Sound familiar? The same argument was used a decade ago when savings and loans wanted to get into the construction and development business. Developers needed loans – thrifts made loans. Bingo. Natural synergy. Regulations prohibiting such joint ventures were abolished, and sure enough private capital poured into the thrift industry as developers bought thrifts and thrifts acquired their own construction companies.

"My God! This is what I've been waiting for all my life!" gasped the owner of (now defunct) San Marino Savings and Loan.

Almost immediately the predictable happened. The historical arms-length relationship that had existed between lender and borrower vanished, and with it went due diligence, common sense and, in too many cases, ethics. Thanks to facilitating that bit of synergy the taxpayer is stuck with $300 billion dollars worth of repossessed real estate from failed thrifts. If we sold $1 million worth of this stuff a day, it would take 3OO years to sell it all.

Deregulated banks can look forward to a similar script, with some of the same bad actors. U.S. Attorney Joe Cage in Shreveport,Louisiana, told us, "Some of the same people who took down savings and loans, are out in the securities business and banking now, already in place. And they're just waiting for Congress to abolish the Glass-Steagall Act.
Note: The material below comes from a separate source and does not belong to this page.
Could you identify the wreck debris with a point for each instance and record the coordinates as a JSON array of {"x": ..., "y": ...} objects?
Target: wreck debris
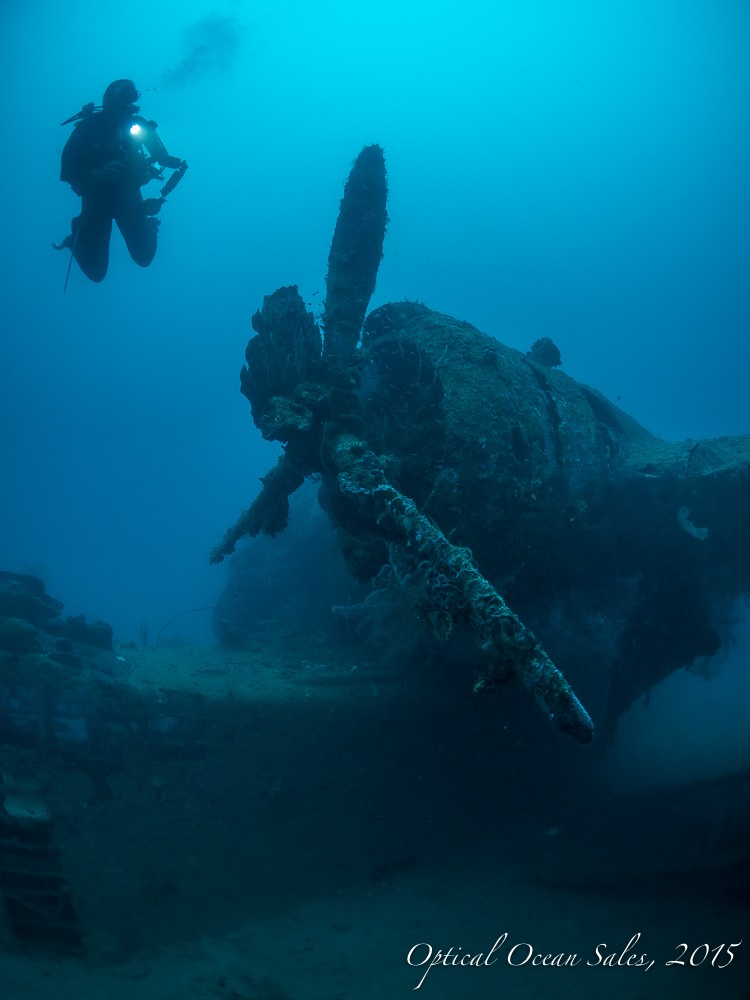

If that happens I'm afraid they'll take the banks just like they did the savings and loans."

There were right in 1991, I was right in 2008, and you, Congress, Treasury, Bernanke and the SEC were all wrong.

Re-instate Glass-Steagall.  17 pages of law that kept the banking system safe for 50 years.

Prosecute all the fraudsters that blew up the system this time.  These are easy cases to bring and win, as you need show only one thing: they lied.

Rule 10b(5) is the 900lb Gorilla here.  It says:

It shall be unlawful for any person, directly or indirectly, by the use of any means or instrumentality of interstate commerce, or of the mails or of any facility of any national securities exchange,

  1. To employ any device, scheme, or artifice to defraud,

  2. To make any untrue statement of a material fact or to omit to state a material fact necessary in order to make the statements made, in the light of the circumstances under which they were made, not misleading, or
  3. To engage in any act, practice, or course of business which operates or would operate as a fraud or deceit upon any person,

in connection with the purchase or sale of any security.

All you need to show is an untrue statement was made or information was withheld that was material, and which made the material facts, as evident to the listener, misleading.

Whether the buyer of the security is "sophisticated" doesn't matter and whether the person committing the fraud lost money themselves doesn't matter. 

Drain the swamp.  Yes, I know these are "the favored ones."

If Congress doesn't do so – and do so now - we will get another collapse in the markets, and with interest rates near zero while we've blown over $3 trillion in "borrow-and-spend stimulus" measures, we will be unable to respond this time around.

Congress simply must act now and any institution or organization that resists, including OTS, OCC, or The Fed must be de-funded and disbanded and/or replaced.